Background: The SAPIEN 3 (Edwards Lifesciences Inc., Irvine, California) transcatheter valve incorporates features designed to address the well-known deficiencies of transcatheter aortic valve replacement (TAVR). An ultra-low-profile delivery system facilitates safe, controlled, and accurate implantation and an external seal minimizes paravalvular regurgitation.

Objectives: The study evaluated whether TAVR with this third-generation valve would be a viable alternative to high- or intermediate-risk surgery for severe aortic stenosis.

Methods: The prospective study enrolled 150 patients at 16 sites in Europe and Canada. Clinical and echocardiographic outcomes were assessed at baseline, post-procedure, and 30 days. New sizing recommendations were developed during the course of the study.

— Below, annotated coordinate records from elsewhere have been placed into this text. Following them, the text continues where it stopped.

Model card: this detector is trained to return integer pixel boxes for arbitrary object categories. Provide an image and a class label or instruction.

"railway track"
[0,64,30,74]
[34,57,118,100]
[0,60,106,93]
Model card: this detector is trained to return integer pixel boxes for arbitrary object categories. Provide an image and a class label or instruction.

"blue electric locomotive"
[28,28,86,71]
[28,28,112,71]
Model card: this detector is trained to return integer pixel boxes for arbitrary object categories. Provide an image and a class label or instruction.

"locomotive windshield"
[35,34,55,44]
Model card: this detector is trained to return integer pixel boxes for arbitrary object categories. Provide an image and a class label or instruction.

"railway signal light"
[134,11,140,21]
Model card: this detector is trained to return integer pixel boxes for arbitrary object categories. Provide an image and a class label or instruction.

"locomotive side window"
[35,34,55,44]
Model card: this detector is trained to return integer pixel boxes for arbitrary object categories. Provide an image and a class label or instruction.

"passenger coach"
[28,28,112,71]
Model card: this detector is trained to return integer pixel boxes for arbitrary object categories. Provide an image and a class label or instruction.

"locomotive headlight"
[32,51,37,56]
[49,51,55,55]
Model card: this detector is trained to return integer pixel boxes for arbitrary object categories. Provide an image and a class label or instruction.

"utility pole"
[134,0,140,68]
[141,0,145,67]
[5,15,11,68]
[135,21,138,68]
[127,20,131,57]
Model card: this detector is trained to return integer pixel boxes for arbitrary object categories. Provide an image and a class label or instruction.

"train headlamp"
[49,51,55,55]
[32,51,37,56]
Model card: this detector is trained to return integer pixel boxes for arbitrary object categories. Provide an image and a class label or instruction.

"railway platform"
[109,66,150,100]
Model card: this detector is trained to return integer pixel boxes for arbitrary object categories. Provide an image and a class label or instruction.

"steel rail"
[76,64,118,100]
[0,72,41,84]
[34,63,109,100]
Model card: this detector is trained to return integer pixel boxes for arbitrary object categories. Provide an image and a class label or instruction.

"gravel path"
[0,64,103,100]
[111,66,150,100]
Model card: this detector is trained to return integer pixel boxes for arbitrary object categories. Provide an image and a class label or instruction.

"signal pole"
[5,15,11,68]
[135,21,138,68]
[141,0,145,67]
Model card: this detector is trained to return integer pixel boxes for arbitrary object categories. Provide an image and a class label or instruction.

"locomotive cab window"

Results: Patients were 83.6 ± 5.0 years of age, with multiple comorbidities reflected by a Society of Thoracic Surgeons score of 7.4 ± 4.5% and logistic EuroSCORE of 21.6 ± 12.3%. A transfemoral approach was chosen in 64.0% and alternative access (transapical/direct aortic) in the remainder. At 30 days, paravalvular regurgitation was none to mild in 96.4% and moderate in 3.5%. No patient had severe regurgitation. Transfemoral implantation was associated with low mortality (2.1%), no disabling stroke (0.0%), and fully percutaneous access and closure in 95.8%. Nontransfemoral alternative access was associated with higher rates of mortality (11.6%) and stroke (5.6%).

Conclusions: This third-generation device addresses major deficiencies of earlier valves in terms of ease of use, accuracy of positioning, and paravalvular sealing. The rates of mortality and stroke with transfemoral access are among the lowest reported and support further evaluation as an alternative to open surgery in intermediate-risk patients. (Safety and Performance Study of the Edwards SAPIEN 3 Transcatheter Heart Valve [SAPIEN3]; NCT01808287).